My current research contains two major themes. They are:
- Transfer of learning of information literacy skills
- Supporting academic librarians’ explorations of their campuses’ social justice needs
Both of these themes work toward supporting needs of the “whole person” in the academic library. They have evolved throughout my eleven years of teaching and research at CU Denver. I am also excited at the richness that my doctoral studies, and the work that has followed them, has brought to the research that I already perform in academic libraries.
In addition, I frequently take part in research, writing, and training projects that support the education of Master of Library Science (MLS) students worldwide. I am particularly interested in helping students develop confident, versatile teaching techniques, as well as helping them to take advantage of opportunities for learning.
These are several pieces of my ongoing work:
The Actor-Oriented Transfer Perspective and Information Literacy
During my doctoral studies, I engaged with the actor-oriented transfer perspective (AOT), a framework for exploring students’ thinking as they solve problems. I am now working on using principles of AOT to find authentic ways of exploring students’ thinking as they use information literacy skills in their own lives and educations. I’m also working on developing tools so that other librarians and educators may explore their students’ thought processes related to information literacy as well.

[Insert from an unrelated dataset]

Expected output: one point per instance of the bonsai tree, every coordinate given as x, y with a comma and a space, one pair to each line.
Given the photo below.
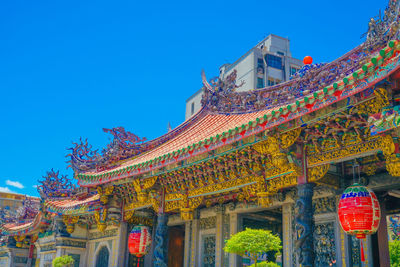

Research on Transfer in Urban Planning Information Literacy Education
Since May 2017 Dr. Andrew Rumbach (Assistant Professor of Urban and Regional Planning) and I have been measuring transfer and development of information literacy skills in urban planning education. At present, we are tracking students’ information literacy skills throughout the first year of their Master of Urban and Regional Planning degree. Our research examines real-world information-seeking behaviors among these students. We hope that our work will help to shape information literacy-related teaching practices in this field, as well as to contribute to information literacy teaching for graduate students in a broader sense.
Social Justice Needs in Academic Libraries Worldwide
Along with my friend and colleague Zachary Newell (Salem State University, MA), I have created a series of workshops, presentations, and writings on this topic. Our goals are to help academic librarians to (a) develop a level of familiarity with social justice issues that affect the students who attend their institutions, (b) learn to evaluate their educational settings for social justice-related needs, and (c) plan to take action related to those needs. We perceive that students frequently express these needs to academic librarians; we want to empower those librarians to understand and approach needs, large or small.
Thus far in our work, it’s been exciting to work with academic librarians from around the world (primarily through the BOBCATSSS 2017 and 2018 conferences, as well as ALISE 2018). We’ve listened to them as they have identified, explored, and planned to approach these needs in their own communities. In the future, we intend to create a toolkit to help academic librarians seek out culturally appropriate information and techniques. We are also deeply interested in turning theory into action.